I was astonished and laughed as I exclaimed, “That was YOU?!  Well, I’m glad you decided to buy another cottage in Richland Meadows . . . otherwise, you wouldn’t have been here this morning.”

Upon reaching Jeff’s cottage, we were met at the door by his roommate, Brett Bergstrom, a young guitarist recently transplanted to Nashville. For the second time, I was offered dry sweat-pants and shirt to replace my wet clothing. After I was dry and warm, Brett whipped up a late breakfast of fried bologna, buttered toast, and scrambled eggs — absolutely the most delicious, most appreciated meal I have ever eaten!

After breakfast, Jeff attached his outboard motor boat to his truck and left us to continue his volunteer efforts for flood victims, while Brett answered the telephone and relayed messages to fellow volunteers. During the long afternoon, while hard rainfall relentlessly drummed on the roof, Brett strummed his guitar while composing music and lyrics to commemorate the Great Flood of 2010: “Ilene’s Song.” I was deeply moved by his sensitive compassion for this flood refugee and very honored by his plaintive song of survival.

When my younger son came to retrieve me around 4:00 p.m., we drove to my Meadowcrest cottage to take post-flood photographs. Later, traveling the two miles west to his home, we were silently absorbed in our own thoughts. I was sated with profound gratitude for my neighbors’ kindnesses as I mulled over the day’s benevolent events. And I repeatedly chastised myself: How could I have worried selfishly about losing books this morning when such a massive catastrophe as Richland Creek’s rampage was overwhelming all the lower creek-side neighbors?

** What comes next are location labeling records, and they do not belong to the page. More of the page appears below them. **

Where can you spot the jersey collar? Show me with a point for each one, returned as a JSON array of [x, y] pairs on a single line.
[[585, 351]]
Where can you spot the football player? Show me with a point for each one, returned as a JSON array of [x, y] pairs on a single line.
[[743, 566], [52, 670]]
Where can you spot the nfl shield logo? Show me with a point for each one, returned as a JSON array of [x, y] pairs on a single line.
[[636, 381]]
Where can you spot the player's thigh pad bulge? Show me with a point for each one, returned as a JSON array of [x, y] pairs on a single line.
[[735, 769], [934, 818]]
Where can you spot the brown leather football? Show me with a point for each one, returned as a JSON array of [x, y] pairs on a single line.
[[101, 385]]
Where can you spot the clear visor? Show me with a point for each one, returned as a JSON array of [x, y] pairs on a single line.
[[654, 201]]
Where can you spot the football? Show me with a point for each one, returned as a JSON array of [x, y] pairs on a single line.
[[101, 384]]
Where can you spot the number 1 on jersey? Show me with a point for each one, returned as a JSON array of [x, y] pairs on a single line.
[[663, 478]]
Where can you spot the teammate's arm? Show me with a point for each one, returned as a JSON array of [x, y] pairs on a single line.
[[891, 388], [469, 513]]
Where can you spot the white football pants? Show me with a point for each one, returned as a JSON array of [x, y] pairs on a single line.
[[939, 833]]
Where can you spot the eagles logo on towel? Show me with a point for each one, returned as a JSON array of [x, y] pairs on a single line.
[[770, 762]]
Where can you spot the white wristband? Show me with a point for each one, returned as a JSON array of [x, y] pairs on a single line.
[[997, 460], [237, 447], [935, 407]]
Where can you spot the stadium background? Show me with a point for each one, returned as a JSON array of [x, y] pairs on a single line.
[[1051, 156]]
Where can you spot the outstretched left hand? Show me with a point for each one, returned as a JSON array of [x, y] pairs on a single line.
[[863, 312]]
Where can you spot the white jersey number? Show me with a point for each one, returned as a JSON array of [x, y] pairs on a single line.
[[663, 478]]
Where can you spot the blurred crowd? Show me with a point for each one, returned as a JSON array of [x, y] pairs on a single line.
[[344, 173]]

The sought-after answer suddenly flashed through my brain: Life-saving assistance from my previously unknown neighbors was the appropriate response of any lurking-nearby guardian angels to my prayer for a miracle of epic proportions. They had, indeed, been there — ready and willing to help — but I had lost focus on what I needed most. Thank goodness, guardian angels never lose focus and provide what’s best for us, not what we think we want.


This personal story of survival on May 2 is but one of the myriad miracles affecting the lives of thousands upon thousands of uprooted victims of the Great Flood of 2010 in Nashville and environs.